On 5 Feb 2009, at 18:29, I. Savant wrote:

On Thu, Feb 5, 2009 at 1:21 PM, Josh de Lioncourt
<overl...@lioncourt.com> wrote:

There are several reasons we're not doing it this way. One is that our application data will be stored in a customized format that is *not* a .plist file, because we need to maintain cross-platform support. Yes, I know that technically I could write WIndows code to parse the .plist, but the better, simpler solution for our specific situation is customized data
files.  It doesn't seem wise to me to store non-.plist files in
~/Library/Preferences. Believe me, I'm very familiar with Mac. I actually realy dislike Windows, and if I could drop cross-platform necessities, I
would. :)

 Your reasoning doesn't quite seem ... reasonable to me. :-)

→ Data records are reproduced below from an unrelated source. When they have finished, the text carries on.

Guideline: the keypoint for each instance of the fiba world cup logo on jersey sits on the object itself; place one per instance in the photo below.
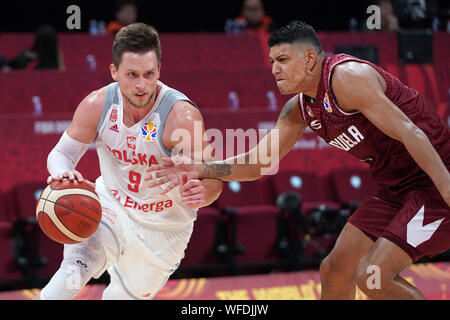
(326, 103)
(149, 131)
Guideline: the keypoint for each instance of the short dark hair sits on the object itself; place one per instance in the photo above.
(137, 38)
(296, 31)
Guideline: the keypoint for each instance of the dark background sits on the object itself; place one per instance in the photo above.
(191, 15)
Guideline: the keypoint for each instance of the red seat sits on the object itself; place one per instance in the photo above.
(201, 247)
(313, 190)
(352, 184)
(257, 234)
(255, 222)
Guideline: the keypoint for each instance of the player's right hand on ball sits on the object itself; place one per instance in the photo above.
(72, 175)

 Specifically, when would your Windows version be reading the Mac
version's preferences and vice-versa? Presumably your user has *data*
they wish to share between their Mac and their Windows computers,
which is one thing, but the *preferences* are specific to the app /
machine (and even more specifically, the user), right? Why not use
each platform's native preferences/settings interfaces to store this
information where it belongs?

I think this reasoning makes even more sense when you consider those users out there having MobileMe synchronise their preferences. With your custom approach, this would break, against the user's expectations.